Getting started with Amazon S3 Tables in Amazon SageMaker Unified Studio

Getting started with Amazon S3 Tables in Amazon SageMaker Unified Studio

Modern data teams face a critical challenge: their analytical datasets are scattered across multiple storage systems and formats, creating operational complexity that slows down insights and hampers collaboration. Data scientists waste valuable time navigating between different tools to access data stored in various locations, while data engineers struggle to maintain consistent performance and governance across disparate storage solutions. Teams often find themselves locked into specific query engines or analytics tools based on where their data resides, limiting their ability to choose the best tool for each analytical task.

Amazon SageMaker Unified Studio addresses this fragmentation by providing a single environment where teams can access and analyze organizational data using AWS analytics and AI/ML services. The new Amazon S3 Tables integration solves a fundamental problem: it enables teams to store their data in a unified, high-performance table format while maintaining the flexibility to query that same data seamlessly across multiple analytics engines—whether through JupyterLab notebooks, Amazon Redshift, Amazon Athena, or other integrated services. This eliminates the need to duplicate data or compromise on tool choice, allowing teams to focus on generating insights rather than managing data infrastructure complexity.

Table buckets are the third type of S3 bucket, taking place alongside the existing general purpose buckets, directory buckets, and now the fourth type – vector buckets. You can think of a table bucket as an analytics warehouse that can store Apache Iceberg tables with various schemas. Additionally, S3 Tables deliver the same durability, availability, scalability, and performance characteristics as S3 itself, and automatically optimize your storage to maximize query performance and to minimize cost.

In this post, you learn how to integrate SageMaker Unified Studio with S3 tables and query your data using Athena, Redshift, or Apache Spark in EMR and Glue.

Integrating S3 Tables with AWS analytics services

S3 table buckets integrate with AWS Glue Data Catalog and AWS Lake Formation to allow AWS analytics services to automatically discover and access your table data. For more information, see creating an S3 Tables catalog.

Before you get started with SageMaker Unified Studio, your administrator must first create a domain in the SageMaker Unified Studio and provide you with the URL. For more information, see the SageMaker Unified Studio Administrator Guide.
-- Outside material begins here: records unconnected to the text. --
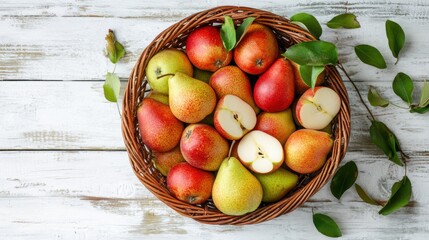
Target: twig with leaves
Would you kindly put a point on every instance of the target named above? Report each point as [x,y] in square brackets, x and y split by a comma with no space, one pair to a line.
[112,85]
[313,57]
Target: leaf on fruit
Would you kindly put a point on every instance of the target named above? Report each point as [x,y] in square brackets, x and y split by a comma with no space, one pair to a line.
[370,55]
[111,87]
[313,53]
[115,50]
[420,110]
[395,37]
[424,97]
[310,22]
[375,99]
[227,33]
[309,74]
[400,196]
[403,87]
[343,179]
[326,225]
[242,29]
[346,20]
[384,139]
[364,196]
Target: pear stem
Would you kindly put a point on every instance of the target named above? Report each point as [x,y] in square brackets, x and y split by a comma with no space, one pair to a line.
[165,75]
[230,149]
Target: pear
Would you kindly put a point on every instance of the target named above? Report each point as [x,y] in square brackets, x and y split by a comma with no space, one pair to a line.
[277,184]
[235,190]
[191,100]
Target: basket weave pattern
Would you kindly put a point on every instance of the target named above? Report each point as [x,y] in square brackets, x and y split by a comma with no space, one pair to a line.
[141,158]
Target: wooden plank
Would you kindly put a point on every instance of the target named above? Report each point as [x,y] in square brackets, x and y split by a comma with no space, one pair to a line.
[74,218]
[108,175]
[48,41]
[75,115]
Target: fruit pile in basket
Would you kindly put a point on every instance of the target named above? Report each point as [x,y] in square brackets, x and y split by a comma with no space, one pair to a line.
[240,126]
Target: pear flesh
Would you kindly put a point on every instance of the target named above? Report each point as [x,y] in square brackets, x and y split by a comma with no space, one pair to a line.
[235,190]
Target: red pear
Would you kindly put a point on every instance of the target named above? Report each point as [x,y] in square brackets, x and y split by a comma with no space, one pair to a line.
[160,130]
[275,89]
[257,50]
[205,49]
[190,184]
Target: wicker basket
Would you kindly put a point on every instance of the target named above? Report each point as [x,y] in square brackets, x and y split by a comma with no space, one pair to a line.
[141,158]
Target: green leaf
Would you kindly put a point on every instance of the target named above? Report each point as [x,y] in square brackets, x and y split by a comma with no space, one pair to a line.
[310,22]
[403,87]
[400,196]
[362,194]
[346,20]
[424,97]
[375,99]
[421,110]
[115,50]
[227,33]
[242,29]
[111,87]
[370,55]
[395,36]
[309,74]
[326,225]
[343,179]
[313,53]
[383,138]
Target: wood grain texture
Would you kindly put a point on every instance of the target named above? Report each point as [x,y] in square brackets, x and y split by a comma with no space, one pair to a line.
[65,41]
[74,115]
[64,173]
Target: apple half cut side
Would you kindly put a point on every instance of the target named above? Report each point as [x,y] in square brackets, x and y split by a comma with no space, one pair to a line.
[260,152]
[316,108]
[233,117]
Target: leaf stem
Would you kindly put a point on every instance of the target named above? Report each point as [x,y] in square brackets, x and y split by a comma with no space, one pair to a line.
[340,65]
[399,106]
[119,111]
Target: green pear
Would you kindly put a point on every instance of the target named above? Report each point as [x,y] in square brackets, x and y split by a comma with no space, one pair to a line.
[202,75]
[167,61]
[162,98]
[235,190]
[277,184]
[191,100]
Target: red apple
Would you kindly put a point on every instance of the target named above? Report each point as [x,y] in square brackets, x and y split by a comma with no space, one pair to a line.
[279,124]
[257,50]
[233,117]
[205,49]
[275,89]
[316,108]
[203,147]
[160,130]
[190,184]
[260,152]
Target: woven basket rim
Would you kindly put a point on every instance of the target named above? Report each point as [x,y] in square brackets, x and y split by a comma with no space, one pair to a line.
[140,155]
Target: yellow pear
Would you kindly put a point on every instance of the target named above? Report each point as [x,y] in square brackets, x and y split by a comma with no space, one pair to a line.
[191,100]
[235,190]
[277,184]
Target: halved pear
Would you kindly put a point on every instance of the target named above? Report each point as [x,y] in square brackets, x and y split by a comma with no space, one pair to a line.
[234,117]
[260,152]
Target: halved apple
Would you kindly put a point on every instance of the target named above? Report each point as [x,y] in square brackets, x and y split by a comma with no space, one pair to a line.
[316,108]
[233,117]
[260,152]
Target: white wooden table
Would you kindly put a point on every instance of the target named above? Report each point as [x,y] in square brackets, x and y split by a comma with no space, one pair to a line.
[64,171]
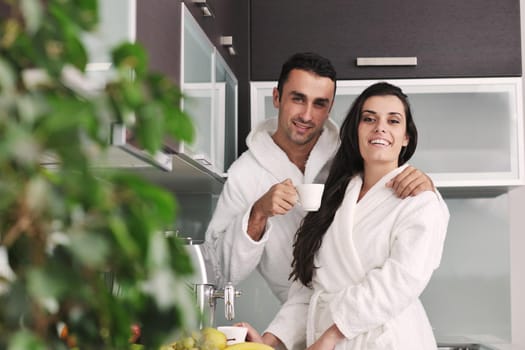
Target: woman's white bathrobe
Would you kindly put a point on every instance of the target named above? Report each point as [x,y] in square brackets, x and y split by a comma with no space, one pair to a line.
[375,260]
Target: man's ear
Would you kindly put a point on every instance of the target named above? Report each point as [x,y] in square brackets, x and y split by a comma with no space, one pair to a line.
[275,98]
[406,141]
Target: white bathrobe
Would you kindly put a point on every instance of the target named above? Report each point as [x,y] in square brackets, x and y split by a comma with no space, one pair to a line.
[375,260]
[229,251]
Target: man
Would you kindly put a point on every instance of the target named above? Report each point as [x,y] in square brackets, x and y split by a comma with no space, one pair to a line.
[256,217]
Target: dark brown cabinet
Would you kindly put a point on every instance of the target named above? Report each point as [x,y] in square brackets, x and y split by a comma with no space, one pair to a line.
[449,38]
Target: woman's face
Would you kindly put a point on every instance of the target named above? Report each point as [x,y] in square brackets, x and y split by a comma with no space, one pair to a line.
[382,130]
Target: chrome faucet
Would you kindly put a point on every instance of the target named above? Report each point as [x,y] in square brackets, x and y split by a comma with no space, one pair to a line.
[207,295]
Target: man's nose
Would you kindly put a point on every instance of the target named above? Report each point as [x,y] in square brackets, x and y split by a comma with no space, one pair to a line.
[308,112]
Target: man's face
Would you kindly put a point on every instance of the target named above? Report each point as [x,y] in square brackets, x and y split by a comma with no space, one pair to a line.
[304,106]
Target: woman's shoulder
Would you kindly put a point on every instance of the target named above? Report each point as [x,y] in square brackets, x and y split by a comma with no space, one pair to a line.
[424,200]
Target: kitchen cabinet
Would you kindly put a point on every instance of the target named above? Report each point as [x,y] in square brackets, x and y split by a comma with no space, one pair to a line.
[211,90]
[472,38]
[470,129]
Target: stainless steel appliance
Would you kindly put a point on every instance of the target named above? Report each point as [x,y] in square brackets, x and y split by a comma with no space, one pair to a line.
[203,285]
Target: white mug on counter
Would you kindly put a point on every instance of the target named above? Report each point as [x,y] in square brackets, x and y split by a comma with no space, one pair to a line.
[310,196]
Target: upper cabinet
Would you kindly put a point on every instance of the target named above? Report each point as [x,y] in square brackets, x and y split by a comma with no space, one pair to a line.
[211,98]
[390,38]
[470,130]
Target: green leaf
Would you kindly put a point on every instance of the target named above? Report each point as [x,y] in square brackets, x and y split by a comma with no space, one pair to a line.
[45,284]
[130,56]
[90,249]
[150,127]
[25,340]
[33,13]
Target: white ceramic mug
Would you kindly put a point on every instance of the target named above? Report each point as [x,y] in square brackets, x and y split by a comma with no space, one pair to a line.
[234,334]
[310,196]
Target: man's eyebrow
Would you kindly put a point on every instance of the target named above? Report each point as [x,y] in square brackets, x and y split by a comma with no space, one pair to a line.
[322,99]
[297,93]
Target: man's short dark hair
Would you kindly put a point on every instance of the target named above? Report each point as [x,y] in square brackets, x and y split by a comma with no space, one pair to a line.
[308,61]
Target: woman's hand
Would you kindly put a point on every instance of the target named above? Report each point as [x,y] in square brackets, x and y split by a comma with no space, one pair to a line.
[328,340]
[252,335]
[410,182]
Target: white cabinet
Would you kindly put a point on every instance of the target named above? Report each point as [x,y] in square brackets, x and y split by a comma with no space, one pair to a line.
[470,130]
[210,88]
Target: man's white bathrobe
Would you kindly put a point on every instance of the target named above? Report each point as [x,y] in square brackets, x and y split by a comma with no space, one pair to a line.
[229,251]
[375,260]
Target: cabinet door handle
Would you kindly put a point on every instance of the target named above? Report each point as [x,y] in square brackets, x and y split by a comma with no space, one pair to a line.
[386,61]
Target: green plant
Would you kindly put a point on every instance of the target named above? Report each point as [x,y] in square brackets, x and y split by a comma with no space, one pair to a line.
[66,227]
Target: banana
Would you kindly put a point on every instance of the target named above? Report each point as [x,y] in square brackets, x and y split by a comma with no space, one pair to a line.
[249,346]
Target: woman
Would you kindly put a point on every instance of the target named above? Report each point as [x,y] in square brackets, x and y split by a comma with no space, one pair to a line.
[361,262]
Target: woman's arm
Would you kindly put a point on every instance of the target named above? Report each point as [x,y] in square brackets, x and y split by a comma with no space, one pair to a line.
[415,252]
[328,339]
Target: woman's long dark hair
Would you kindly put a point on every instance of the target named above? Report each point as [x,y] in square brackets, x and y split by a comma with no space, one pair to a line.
[347,163]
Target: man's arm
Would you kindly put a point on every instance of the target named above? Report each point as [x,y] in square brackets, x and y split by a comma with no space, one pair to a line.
[279,199]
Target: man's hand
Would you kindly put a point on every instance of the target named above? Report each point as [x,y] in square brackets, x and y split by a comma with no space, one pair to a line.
[410,182]
[279,200]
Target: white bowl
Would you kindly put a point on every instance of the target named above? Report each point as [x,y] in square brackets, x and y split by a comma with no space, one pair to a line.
[234,334]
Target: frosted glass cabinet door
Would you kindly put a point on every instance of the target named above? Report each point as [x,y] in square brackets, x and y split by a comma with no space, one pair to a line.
[197,51]
[470,130]
[205,104]
[224,75]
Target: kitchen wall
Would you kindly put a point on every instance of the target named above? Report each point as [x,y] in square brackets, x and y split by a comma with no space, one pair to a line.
[478,289]
[517,239]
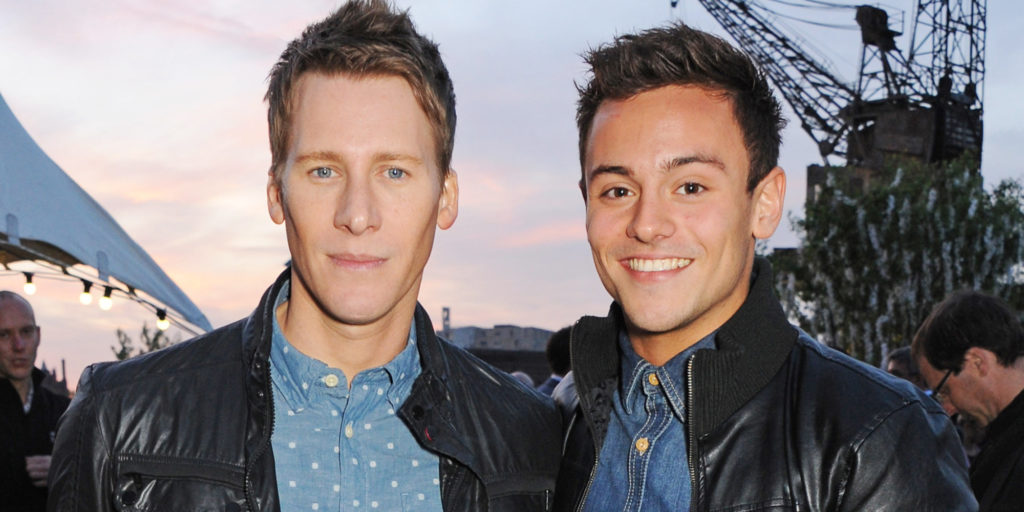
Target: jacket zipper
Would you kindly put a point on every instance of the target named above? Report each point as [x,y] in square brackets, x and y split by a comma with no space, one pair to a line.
[593,471]
[691,446]
[250,499]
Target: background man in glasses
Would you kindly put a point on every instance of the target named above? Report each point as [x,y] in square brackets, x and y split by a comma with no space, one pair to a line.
[971,352]
[29,413]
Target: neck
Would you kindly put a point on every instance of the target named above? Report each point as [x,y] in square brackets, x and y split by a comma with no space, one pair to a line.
[659,348]
[351,348]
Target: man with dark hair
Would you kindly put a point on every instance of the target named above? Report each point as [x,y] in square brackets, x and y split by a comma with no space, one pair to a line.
[971,352]
[695,392]
[29,412]
[901,364]
[557,353]
[335,394]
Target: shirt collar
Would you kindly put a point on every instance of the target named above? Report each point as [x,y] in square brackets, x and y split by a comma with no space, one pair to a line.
[635,369]
[302,379]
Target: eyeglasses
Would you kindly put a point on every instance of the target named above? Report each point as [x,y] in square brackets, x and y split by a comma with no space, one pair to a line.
[937,392]
[25,332]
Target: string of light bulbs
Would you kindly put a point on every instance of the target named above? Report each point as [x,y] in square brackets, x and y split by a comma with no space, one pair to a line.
[105,301]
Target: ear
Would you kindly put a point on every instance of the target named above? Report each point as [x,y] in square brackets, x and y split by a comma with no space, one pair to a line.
[979,360]
[274,202]
[768,199]
[448,205]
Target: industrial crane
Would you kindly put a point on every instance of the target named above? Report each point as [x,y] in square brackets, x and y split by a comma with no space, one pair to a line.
[925,103]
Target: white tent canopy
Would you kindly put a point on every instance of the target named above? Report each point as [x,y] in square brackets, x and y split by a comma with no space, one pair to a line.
[46,217]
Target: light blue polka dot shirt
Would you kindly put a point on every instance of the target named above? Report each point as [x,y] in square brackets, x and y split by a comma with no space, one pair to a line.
[341,449]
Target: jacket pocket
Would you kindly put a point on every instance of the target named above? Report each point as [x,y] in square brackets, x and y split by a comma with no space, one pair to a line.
[526,502]
[161,483]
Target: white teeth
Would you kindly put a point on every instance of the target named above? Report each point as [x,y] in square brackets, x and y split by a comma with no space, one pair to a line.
[656,265]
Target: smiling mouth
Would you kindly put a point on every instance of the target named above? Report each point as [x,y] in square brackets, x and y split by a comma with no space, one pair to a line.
[657,265]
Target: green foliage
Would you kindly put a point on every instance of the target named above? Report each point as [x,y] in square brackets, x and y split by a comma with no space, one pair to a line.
[873,262]
[148,342]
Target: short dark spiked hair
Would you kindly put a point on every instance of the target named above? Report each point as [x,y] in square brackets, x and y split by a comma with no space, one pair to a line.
[966,320]
[680,55]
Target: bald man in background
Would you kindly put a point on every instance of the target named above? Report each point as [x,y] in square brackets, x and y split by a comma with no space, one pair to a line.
[28,412]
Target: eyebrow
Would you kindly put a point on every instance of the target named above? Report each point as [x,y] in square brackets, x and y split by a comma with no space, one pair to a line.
[666,166]
[693,159]
[329,156]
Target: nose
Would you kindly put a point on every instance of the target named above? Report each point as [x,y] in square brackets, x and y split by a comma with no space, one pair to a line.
[357,209]
[651,219]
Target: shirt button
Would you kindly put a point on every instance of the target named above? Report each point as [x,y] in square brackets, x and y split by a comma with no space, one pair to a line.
[642,444]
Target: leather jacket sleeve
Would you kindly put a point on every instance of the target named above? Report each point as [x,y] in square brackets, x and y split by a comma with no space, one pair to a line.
[911,461]
[79,469]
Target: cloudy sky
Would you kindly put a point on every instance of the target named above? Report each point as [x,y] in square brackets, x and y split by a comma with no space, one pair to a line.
[155,108]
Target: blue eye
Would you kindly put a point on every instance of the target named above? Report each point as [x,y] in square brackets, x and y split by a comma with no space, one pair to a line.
[691,187]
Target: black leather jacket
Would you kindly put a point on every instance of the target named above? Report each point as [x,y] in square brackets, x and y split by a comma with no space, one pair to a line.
[188,428]
[776,421]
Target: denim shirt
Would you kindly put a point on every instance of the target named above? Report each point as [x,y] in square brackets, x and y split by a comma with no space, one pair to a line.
[643,461]
[337,448]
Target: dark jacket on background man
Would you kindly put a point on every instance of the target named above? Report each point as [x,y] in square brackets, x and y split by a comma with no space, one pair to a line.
[188,428]
[24,434]
[777,421]
[997,472]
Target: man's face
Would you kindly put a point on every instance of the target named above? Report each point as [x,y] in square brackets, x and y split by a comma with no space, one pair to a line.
[956,395]
[360,196]
[670,221]
[18,340]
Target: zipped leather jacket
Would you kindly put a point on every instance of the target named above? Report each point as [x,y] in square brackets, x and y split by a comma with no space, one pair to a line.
[776,421]
[188,428]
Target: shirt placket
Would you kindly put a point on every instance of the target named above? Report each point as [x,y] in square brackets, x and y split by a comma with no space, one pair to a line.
[658,419]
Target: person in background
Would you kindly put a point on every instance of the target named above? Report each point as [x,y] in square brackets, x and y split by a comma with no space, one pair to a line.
[335,394]
[695,392]
[29,412]
[557,353]
[900,364]
[971,353]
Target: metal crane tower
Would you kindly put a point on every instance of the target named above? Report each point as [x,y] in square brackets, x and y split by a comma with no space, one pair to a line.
[925,103]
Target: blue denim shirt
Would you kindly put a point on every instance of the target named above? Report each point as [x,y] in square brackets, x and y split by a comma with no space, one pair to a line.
[337,448]
[643,460]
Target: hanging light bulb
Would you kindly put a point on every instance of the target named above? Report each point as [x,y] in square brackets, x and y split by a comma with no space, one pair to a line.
[162,322]
[86,297]
[30,287]
[105,302]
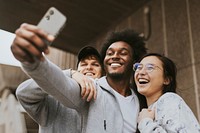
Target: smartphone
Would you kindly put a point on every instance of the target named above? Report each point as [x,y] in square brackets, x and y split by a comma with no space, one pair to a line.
[52,22]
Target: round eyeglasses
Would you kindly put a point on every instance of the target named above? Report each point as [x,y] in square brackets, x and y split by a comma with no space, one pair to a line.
[148,67]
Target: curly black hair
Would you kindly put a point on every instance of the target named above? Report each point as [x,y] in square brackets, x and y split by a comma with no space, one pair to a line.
[130,37]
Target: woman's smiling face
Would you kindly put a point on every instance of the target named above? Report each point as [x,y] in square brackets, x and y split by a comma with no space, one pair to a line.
[149,77]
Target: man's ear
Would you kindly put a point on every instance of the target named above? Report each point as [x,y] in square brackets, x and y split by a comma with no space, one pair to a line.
[166,81]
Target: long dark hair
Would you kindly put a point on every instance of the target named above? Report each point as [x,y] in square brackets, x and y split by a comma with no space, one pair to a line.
[169,70]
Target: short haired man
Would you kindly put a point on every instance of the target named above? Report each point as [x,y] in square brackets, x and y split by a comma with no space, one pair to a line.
[116,106]
[51,115]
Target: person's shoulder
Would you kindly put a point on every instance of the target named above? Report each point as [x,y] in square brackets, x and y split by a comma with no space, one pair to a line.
[170,97]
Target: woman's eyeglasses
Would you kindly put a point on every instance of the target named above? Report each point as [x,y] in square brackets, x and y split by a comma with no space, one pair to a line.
[148,67]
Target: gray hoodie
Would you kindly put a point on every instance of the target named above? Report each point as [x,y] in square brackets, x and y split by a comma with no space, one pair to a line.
[98,116]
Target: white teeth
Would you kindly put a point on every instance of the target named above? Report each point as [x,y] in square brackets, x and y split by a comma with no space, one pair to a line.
[143,80]
[89,74]
[115,65]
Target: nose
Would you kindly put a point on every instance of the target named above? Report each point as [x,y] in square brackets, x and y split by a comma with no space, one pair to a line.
[142,71]
[115,56]
[89,66]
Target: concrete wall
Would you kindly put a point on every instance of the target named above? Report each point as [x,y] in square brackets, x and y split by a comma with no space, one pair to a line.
[175,32]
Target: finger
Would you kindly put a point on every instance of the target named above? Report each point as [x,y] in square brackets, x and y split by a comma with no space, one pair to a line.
[94,91]
[27,47]
[20,54]
[83,89]
[87,91]
[32,37]
[91,93]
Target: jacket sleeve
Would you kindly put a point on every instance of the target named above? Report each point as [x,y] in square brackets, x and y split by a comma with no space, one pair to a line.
[54,81]
[38,104]
[172,115]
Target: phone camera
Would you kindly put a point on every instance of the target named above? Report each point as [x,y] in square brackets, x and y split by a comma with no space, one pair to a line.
[47,17]
[51,12]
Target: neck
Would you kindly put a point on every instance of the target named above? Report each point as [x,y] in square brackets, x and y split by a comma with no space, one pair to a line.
[121,86]
[152,99]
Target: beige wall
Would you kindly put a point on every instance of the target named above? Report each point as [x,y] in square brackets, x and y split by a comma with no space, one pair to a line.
[175,33]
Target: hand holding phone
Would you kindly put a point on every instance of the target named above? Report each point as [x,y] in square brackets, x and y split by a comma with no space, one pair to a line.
[52,22]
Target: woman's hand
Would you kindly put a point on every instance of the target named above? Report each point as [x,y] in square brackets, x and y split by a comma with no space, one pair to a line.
[146,113]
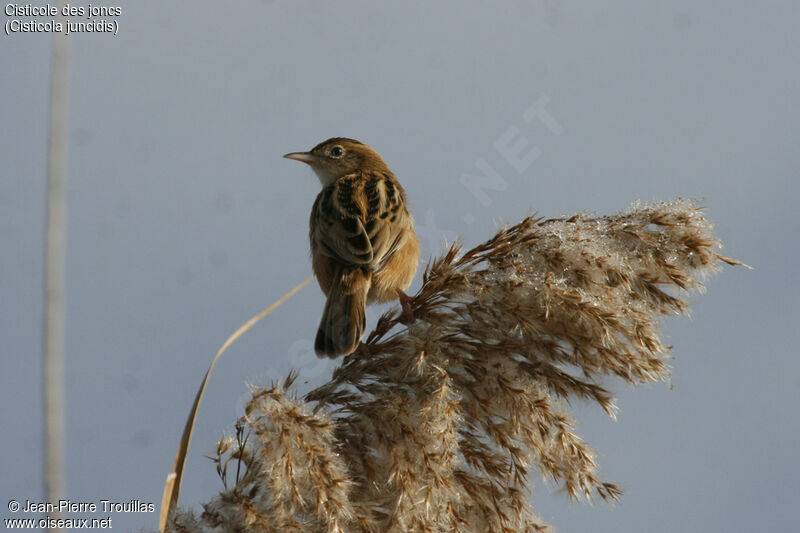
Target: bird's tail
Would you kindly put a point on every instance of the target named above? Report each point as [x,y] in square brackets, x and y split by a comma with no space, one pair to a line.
[344,318]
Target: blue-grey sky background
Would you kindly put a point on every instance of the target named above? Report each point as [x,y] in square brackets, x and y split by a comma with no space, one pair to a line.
[183,220]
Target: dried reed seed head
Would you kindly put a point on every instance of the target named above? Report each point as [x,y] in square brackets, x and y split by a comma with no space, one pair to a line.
[434,425]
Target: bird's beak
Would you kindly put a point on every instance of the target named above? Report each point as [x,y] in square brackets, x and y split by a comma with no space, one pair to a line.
[305,157]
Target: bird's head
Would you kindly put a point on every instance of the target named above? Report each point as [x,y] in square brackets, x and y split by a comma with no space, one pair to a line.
[339,156]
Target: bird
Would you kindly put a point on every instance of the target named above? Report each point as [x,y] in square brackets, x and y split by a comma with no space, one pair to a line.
[364,248]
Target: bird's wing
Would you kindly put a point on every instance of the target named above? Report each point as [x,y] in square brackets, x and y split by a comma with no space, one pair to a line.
[360,220]
[337,227]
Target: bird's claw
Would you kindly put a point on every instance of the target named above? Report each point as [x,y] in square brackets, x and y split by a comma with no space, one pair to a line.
[407,314]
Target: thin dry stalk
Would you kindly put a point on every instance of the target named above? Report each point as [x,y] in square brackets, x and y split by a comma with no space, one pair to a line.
[439,418]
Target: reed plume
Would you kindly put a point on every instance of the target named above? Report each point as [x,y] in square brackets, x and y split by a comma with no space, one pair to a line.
[440,418]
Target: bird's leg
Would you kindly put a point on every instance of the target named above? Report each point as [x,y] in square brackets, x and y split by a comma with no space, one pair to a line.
[407,316]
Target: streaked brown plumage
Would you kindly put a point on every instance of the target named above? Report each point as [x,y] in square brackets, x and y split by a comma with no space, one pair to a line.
[363,244]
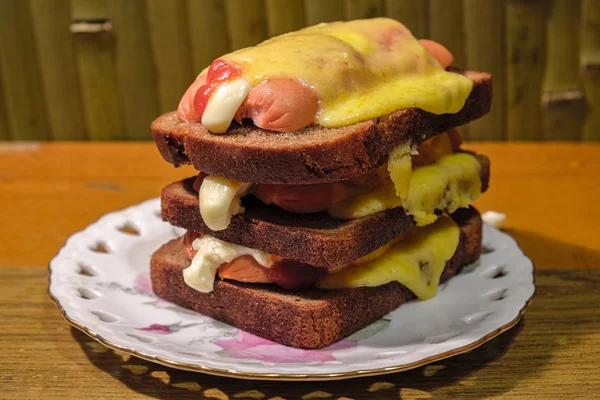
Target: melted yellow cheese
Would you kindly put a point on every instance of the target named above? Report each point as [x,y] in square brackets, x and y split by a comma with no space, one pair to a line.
[360,70]
[451,182]
[416,262]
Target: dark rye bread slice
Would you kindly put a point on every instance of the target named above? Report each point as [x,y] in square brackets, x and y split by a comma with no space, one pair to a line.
[315,239]
[313,154]
[312,318]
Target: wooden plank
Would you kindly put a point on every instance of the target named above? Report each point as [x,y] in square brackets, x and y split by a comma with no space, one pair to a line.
[246,23]
[318,11]
[89,10]
[51,20]
[136,74]
[590,64]
[530,181]
[446,27]
[284,16]
[356,9]
[412,13]
[21,80]
[4,128]
[563,99]
[168,24]
[484,46]
[96,63]
[551,354]
[208,32]
[525,44]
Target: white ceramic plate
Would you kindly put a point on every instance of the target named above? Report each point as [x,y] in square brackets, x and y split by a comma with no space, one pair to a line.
[107,294]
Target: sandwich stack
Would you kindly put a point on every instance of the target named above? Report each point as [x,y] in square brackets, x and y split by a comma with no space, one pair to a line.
[331,185]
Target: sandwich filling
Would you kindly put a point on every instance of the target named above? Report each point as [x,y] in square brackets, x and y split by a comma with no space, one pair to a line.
[333,75]
[415,260]
[432,178]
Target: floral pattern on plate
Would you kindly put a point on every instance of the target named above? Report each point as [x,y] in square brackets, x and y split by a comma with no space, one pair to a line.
[100,282]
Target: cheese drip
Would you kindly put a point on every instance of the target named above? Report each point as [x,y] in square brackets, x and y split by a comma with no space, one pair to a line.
[450,183]
[359,69]
[416,262]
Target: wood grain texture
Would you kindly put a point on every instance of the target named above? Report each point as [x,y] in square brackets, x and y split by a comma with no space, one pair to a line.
[550,354]
[563,98]
[446,26]
[60,79]
[95,52]
[4,129]
[206,44]
[284,16]
[590,65]
[246,22]
[50,191]
[21,79]
[89,10]
[358,9]
[318,11]
[412,13]
[136,76]
[525,55]
[484,30]
[168,22]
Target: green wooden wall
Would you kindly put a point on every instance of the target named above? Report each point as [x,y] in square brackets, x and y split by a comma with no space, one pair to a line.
[103,69]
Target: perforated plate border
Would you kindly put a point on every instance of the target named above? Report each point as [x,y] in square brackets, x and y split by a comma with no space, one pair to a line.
[504,280]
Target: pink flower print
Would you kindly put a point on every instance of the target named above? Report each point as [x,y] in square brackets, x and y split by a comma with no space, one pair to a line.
[247,346]
[161,329]
[158,329]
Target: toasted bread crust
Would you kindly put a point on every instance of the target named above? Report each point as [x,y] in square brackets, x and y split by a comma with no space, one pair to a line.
[315,239]
[312,318]
[313,154]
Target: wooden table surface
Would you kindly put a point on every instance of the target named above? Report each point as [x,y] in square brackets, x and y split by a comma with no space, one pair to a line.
[550,193]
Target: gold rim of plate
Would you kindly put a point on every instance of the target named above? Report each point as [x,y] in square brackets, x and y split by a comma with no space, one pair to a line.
[290,377]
If you’ve never used S3 Tables in SageMaker Studio, you can allow it to enable the S3 Tables analytics integration when you create a new S3 Tables catalog in SageMaker Unified Studio.

Note: This integration needs to be configured individually in each AWS Region.

When you integrate using SageMaker Unified Studio, it takes the following actions in your account:

  • Creates a new AWS Identity and Access Management (IAM) service role that gives AWS Lake Formation access to all your tables and table buckets in the same AWS Region where you are going to provision the resources. This allows Lake Formation to manage access, permissions, and governance for all current and future table buckets.
  • Creates a catalog from an S3 table bucket in the AWS Glue Data Catalog.
  • Add the Redshift service role (AWSServiceRoleForRedshift) as a Lake Formation Read-only administrator permissions.

Prerequisites

Creating catalogs from S3 table buckets in SageMaker Unified Studio

To get started using S3 Tables in SageMaker Unified Studio you create a new Lakehouse catalog with S3 table bucket source using the following steps.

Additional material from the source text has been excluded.